何故だか私達は千葉刑事ともう一人の新人婦警さんとの恋の行方を見守っていた。これ何の時間?
さらには新たなる車上荒らしが発生。こりゃ忙しいから邪魔しないうちに帰らなきゃ、と思っていたら由美さんは私と江戸川さんにも事細かに情報を共有してくれた。何が起きてるんだ。ぶっちゃけ他の角度から撮った被害車両の写真とかどうでもいいんだが。
そういうの別に大丈夫なんで……と言ったら由美さんは「でもさっちゃんって探偵なんでしょ?」ときょとんとした顔をしていた。さっちゃんは探偵じゃないですね……。
仮にさっちゃんが探偵だとしても女子中学生と小学生と一般のおじさんが捜査にくっついてきている現状に何も言わないのはおかしいだろ。江戸川さんに関わったせいで由美さんもちょっと感覚バグってるな。

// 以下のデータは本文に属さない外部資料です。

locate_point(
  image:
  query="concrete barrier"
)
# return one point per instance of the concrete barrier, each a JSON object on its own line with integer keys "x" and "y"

「それで?コナン君?そろそろその写真から何かわかったかな〜?」

借りた写真を眺める江戸川さんに、声色こそ優しいものの由美さんは若干苛ついた様子でそう言った。
容疑者はつい先程発生した車上荒らしの際、現場近くにいた三人にまで絞られた。
「この中の誰が犯人なの!?」と詰め寄る由美さんにバーロは何故かすっとぼけていた。なんだこいつ。

「じゃ、さっちゃん!探偵でしょ?どーなの?」
「いやぁ、さっちゃんは探偵じゃないので……」
「何謙遜してんのよ!しっかりしなさいよJC探偵!」

変な略称で呼ばないでほしい。
散々捜査情報を共有し、これまでの現場写真まで見せたのに何も言わない私達に我慢の限界が来たのか「あんた達まさか知ってて隠してんじゃないでしょうね!?」とキレられる。江戸川さんは多分わかってて隠してるけど私は本当に知らないのに……。
どうも今回の江戸川さんは事件の解決と同じくらい千葉刑事ともう一人の婦警さんの恋を進展させたくて仕方がないみたいだ。いつからこんな世話焼きお見合い探偵になったんだこいつ。

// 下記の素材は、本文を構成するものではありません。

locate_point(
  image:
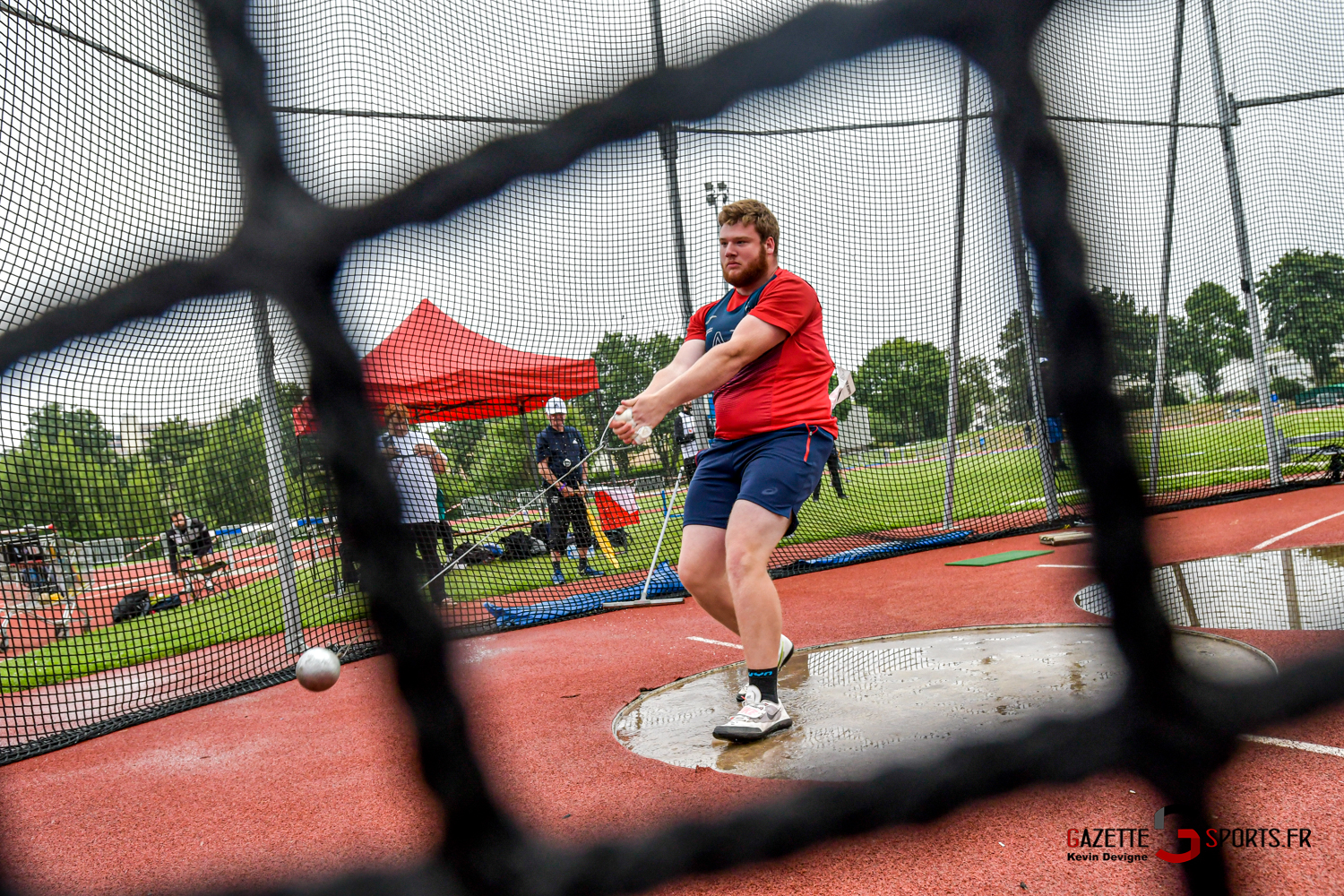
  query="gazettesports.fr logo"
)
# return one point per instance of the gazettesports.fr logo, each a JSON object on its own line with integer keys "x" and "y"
{"x": 1134, "y": 839}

様々な事情が重なり由美さんが目に見えてイライラしてきたのを横目に、江戸川さんが千葉刑事にこそこそと何かを話し出す。その周りに集まる私達。江戸川さんの話はとりあえず容疑者三人は警察署で事情聴取をし、その間に痛車のプリントをした囮車両を用意。署から出てきた犯人を誘き出す、といったものだった。

「じゃ、じゃあ!プリントするのはルルちゃんがいい!」

挙手して小声で答えると「別になんでもいいけど」と言われたのでルルちゃんの痛車を作成することになった。やったー!
完成した痛車は動かす前に写真を撮らせてもらった。これは出来が良い。車上荒らしの犯人?私は無関係の中学生だから知らない。江戸川さんに聞いて。